Gov. Greg Abbott, speaking Wednesday evening in a rare statewide televised address, sought to reassure Texans that the state was moving aggressively to get to the bottom of the power grid failure that left millions of them in the cold and dark last week.
“Tragic does not even begin to describe” the suffering Texans endured, Abbott said from the State Emergency Operations Center in Austin. “Many of you are angry — and you have a right to be. I’m angry too. At a time when essential services were needed the most, the system broke. You deserve answers. You will get those answers.”
Abbott did not make any new announcements about the state’s response to the crisis. He continued to blame the state’s electric grid operator, the Electric Reliability Council of Texas, for offering false assurances that it was ready for the storm, and he reiterated he has designated ERCOT reform and the “winterization” of the power system as emergency items for the current legislative session.
“I assure you this: This legislative session will not end until we fix these problems,” Abbott said.

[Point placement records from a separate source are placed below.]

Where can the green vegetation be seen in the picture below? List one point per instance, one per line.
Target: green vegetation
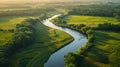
(47, 40)
(5, 37)
(10, 23)
(102, 48)
(104, 52)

Earlier Wednesday, ERCOT held its first meeting since the storm and finalized the resignations of six board members. Abbott, who called for ERCOT’s leadership to resign last week, said “more must be done” to overhaul the nonprofit organization that manages the state’s power grid.
Millions lost electricity last week after nearly half of the power typically available to Texas’ grid went offline. The most significant source of power loss during the crisis came from natural gas power plants that could not generate power — whether from fuel supply shortages or freezing components at the plants.
ERCOT does not control how much power goes into the system, but it must keep the supply balanced with what is being drawn from the grid — otherwise, Texas could have risked uncontrolled blackouts that may have lasted weeks, if not months, officials said.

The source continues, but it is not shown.